A mouse in a maze scurries 41 cm south and then takes a 90-degree turn and scurries 64 cm west to get a piece of cheese. Find the mouse’s displacement
To find the mouse's displacement, we need to calculate the straight-line distance between the starting point and the endpoint.
We can use the Pythagorean theorem, which states that in a right triangle, the square of the hypotenuse (the side opposite the right angle) is equal to the sum of the squares of the other two sides.
In this case, the mouse first scurries 41 cm south, which we can consider as the vertical side of a right triangle. Then it takes a 90-degree turn and goes 64 cm west, which we can consider as the horizontal side of the triangle.
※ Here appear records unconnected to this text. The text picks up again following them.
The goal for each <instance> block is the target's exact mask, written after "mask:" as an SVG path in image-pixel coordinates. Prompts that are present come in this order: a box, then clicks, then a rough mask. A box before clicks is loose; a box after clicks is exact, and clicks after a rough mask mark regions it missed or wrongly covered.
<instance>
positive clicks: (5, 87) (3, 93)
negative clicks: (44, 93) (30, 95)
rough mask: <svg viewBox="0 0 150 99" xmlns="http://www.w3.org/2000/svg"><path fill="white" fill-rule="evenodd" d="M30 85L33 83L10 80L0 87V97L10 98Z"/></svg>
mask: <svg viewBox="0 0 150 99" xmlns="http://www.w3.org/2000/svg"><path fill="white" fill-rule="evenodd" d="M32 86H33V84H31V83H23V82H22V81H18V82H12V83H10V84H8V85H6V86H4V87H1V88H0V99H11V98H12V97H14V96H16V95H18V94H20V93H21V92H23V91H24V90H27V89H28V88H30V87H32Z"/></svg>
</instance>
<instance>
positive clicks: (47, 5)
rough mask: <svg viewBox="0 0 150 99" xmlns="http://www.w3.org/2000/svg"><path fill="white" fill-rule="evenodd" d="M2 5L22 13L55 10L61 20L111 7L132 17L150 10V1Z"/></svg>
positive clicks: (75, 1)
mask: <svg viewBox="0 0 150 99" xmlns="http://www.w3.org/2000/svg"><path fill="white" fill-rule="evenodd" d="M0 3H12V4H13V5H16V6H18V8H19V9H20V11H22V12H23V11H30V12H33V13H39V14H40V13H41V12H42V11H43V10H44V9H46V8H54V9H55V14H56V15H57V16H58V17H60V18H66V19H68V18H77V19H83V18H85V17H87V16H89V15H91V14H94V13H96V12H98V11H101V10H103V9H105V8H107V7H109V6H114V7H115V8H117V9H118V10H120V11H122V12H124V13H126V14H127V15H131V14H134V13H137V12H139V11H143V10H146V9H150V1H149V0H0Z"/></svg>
Let's denote the vertical distance as "a" and the horizontal distance as "b". Using the Pythagorean theorem, we have:
a^2 + b^2 = c^2
where "c" represents the hypotenuse, which is the displacement we're looking for.
Substituting the given values, we have:
41^2 + 64^2 = c^2
1681 + 4096 = c^2
5777 = c^2
By taking the square root of both sides, we find that:
c = √5777
Approximating the square root, we find that c is approximately 76.04 cm.
Therefore, the mouse's displacement from its starting point to the cheese is approximately 76.04 cm.